Tuesday, November 21, 2017 1:00 am
GiaQuinta vying to lead Democratic caucus
NIKI KELLY | The Journal Gazette
INDIANAPOLIS – State Rep. Phil GiaQuinta, Fort Wayne, is jockeying to become the next leader of the House Democratic caucus.
He is one of at least three members seeking support for the post after House Minority Leader Scott Pelath announced Sunday he would not seek re-election and would resign his leadership post this week.
Pelath of Michigan City was first elected to the House in 1998. He was chosen to lead the Democratic caucus in 2012. He is leaving to spend more time with his young family.
His last day as leader will be today, which is Organization Day for lawmakers. It is possible – though unlikely – that the House Democrat caucus would vote for a new leader then. The race could last a few weeks.
“At this point I'm throwing my hat in the ring and running,” GiaQuinta said. “I'm running on my résumé of hard work. I try to lead by example.”
He hasn't spoken to each of the 30 members of the caucus but is making his way through the group and is getting a good response.
Others said to be interested in the spot are Rep. Cherrish Pryor, Indianapolis, and Rep. Dan Forestal, Indianapolis.
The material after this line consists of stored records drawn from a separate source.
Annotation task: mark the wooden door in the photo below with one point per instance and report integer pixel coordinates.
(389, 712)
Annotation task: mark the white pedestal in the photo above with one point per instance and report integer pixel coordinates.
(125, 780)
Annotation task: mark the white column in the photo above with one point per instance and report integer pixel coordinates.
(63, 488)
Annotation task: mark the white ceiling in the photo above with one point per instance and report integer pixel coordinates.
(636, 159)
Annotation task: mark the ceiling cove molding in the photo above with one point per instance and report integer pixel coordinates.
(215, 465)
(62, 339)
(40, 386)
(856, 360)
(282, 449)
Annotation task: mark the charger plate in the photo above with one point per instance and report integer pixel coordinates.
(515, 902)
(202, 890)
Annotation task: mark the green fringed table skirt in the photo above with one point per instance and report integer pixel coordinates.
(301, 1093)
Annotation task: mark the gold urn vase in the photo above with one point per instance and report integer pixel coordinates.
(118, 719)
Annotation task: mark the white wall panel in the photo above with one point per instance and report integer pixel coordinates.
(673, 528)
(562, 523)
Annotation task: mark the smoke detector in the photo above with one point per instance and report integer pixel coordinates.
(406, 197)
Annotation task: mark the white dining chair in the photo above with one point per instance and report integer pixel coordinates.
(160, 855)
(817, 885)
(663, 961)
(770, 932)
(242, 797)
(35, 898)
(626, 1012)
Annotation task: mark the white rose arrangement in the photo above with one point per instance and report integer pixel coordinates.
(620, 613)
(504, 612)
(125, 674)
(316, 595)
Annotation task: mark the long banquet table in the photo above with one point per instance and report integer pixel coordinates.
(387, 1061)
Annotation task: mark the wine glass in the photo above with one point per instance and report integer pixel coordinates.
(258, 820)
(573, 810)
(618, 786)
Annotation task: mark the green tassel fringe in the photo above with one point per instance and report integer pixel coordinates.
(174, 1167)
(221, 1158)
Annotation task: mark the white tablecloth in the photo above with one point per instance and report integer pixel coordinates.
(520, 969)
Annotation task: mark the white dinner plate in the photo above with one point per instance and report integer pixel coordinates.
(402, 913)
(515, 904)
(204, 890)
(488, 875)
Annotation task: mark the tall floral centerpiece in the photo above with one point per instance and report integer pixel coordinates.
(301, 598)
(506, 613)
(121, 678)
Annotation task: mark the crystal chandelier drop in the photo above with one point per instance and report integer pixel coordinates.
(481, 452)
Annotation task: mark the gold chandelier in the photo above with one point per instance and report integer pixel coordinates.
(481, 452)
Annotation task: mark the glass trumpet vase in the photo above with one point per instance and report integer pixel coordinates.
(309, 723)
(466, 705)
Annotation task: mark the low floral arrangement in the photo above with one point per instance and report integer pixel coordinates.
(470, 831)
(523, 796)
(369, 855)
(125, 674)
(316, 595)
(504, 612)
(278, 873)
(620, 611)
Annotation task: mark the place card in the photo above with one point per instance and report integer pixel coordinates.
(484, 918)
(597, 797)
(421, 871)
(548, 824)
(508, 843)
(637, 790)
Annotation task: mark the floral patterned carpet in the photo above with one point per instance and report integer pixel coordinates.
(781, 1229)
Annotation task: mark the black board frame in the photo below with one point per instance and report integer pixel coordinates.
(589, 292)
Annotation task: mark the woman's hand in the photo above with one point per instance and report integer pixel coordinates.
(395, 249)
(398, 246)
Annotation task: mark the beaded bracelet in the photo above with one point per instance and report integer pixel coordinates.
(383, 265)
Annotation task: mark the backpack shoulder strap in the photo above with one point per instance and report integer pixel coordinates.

GiaQuinta has an edge over the two in experience – representing District 80 since 2006.
His district comprises south-central Fort Wayne. He also is the appointed assistant minority leader and ranking minority member of the House Public Policy committee, a group that hears contentious issues such as alcohol, guns, abortion and gaming.
Forestal – an Indianapolis firefighter – joined the House in 2012 and Pryor – chair of the Indiana Black Legislative Caucus – in 2008.
GiaQuinta has worked with Republicans to pass several bills, including local legislation for the Allen County-Fort Wayne Capital Improvement Board and language last year to aid a local beer distillery.
He is better known for his behind-the-scenes work in recruiting candidates and fundraising for the caucus. He said he was only outraised by Pelath.
A soft-spoken guy, GiaQuinta said there are plenty of others in the caucus who can give a fiery speech.
“I'm quick on my feet and can get up there and give our side of the argument and ask good questions of the Republican authors,” he said.
GiaQuinta works as the utilities services manager for City Utilities, and holds a bachelor's degree from Indiana University. He replaced his deceased father, Ben GiaQuinta, in the Legislature.